Lawyers for Michael Sean Quinn, 24, claimed comments posted on anti-abuse campaigner Joe McCloskey's personal page threaten the safety of him and his family.
Quinn, originally from Glasvey Drive, Twinbrook, is seeking an injunction against Mr McCloskey and the social networking giant to have the contents removed from the site.
He was jailed for eight years in 2007 for raping a teenage girl. Quinn attacked his victim, 15, in the city in August 2005 while she was on holiday from England.
During the trial, it emerged that he later used the girl's mobile phone to call her mother and state: "I enjoyed raping your girl."
Following his release from jail, he was returned to custody for breaching a sexual offences prevention order.
In court on Friday, Quinn's counsel, Michael Ward, confirmed he was seeking an order for the removal of Mr McCloskey's personal page.
The barrister said "inflammatory" comments posted on it by other users referred to what should be done to his client.
"These comments constitute a threat to the personal safety of, not only him, but also his family," Mr Ward claimed.
He told Mr Justice Horner how, last month, police notified Quinn that he was under threat.
A suspect device was also found outside his home - which later turned out to be a hoax, the court heard.
Mr Ward contended: "The information posted, the nature of the information and the speculation as to the current whereabouts of the plaintiff amounts to harassment of the plaintiff."
But Barry McKenna, for Mr McCloskey, questioned why Quinn's representatives never tried to approach his client to ask for any offending material to be taken down.
He added: "This plaintiff, I would say, does not come to court with clean hands.
"He has failed to disclose in respect of his rape conviction that he then was in breach of a sexual offences prevention order."

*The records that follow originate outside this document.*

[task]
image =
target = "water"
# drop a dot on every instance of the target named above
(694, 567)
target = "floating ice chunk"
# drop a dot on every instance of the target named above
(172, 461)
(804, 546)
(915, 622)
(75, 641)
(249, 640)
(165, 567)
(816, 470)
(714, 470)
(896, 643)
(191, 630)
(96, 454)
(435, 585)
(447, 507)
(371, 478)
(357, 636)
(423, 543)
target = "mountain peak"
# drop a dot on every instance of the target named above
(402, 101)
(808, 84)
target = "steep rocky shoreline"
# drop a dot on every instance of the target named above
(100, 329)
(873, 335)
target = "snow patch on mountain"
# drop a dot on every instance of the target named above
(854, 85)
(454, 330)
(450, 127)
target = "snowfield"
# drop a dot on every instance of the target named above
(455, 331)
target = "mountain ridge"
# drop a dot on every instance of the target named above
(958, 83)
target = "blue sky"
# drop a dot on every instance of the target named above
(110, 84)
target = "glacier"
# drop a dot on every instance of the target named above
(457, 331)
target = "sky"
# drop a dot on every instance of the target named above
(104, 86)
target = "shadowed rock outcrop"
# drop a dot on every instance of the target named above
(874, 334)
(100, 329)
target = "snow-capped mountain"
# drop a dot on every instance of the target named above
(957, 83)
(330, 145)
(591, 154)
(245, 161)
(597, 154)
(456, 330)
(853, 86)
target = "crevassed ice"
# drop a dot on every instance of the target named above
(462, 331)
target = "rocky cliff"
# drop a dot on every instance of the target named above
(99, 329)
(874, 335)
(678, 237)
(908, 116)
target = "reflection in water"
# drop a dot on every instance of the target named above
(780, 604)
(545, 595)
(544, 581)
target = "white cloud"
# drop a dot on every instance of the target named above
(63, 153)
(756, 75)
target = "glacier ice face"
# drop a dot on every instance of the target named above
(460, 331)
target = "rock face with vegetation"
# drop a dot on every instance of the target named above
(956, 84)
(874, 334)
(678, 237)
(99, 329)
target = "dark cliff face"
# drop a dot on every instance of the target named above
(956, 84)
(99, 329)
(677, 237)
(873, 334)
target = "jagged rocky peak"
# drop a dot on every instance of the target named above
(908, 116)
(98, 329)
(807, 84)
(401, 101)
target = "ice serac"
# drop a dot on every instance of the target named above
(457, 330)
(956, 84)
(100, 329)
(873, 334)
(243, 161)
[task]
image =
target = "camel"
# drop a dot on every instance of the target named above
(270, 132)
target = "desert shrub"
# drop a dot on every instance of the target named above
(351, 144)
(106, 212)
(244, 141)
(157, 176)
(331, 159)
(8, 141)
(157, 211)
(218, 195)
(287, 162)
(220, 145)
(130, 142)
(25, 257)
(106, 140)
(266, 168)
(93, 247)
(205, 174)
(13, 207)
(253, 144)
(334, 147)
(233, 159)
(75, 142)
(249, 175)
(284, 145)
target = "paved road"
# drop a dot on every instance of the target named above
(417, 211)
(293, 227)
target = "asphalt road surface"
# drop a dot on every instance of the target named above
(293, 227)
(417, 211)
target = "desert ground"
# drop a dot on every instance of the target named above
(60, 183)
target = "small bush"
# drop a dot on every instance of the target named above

Counsel for Facebook, Peter Hopkins, argued that the legal move was disproportionate when balanced against users freedom of expression rights.
He also queried the extent of the risk Quinn claims to be under.
Following a further suggestion that only material directly related to the plaintiff should be removed, Mr Justice Horner adjourned the case for two weeks.
He directed Quinn's lawyers to write to Mr McCloskey's legal representatives setting out precisely what they are seeking.
The judge told the parties: "There are a whole lot of issues that arise here that haven't been looked at in any detail."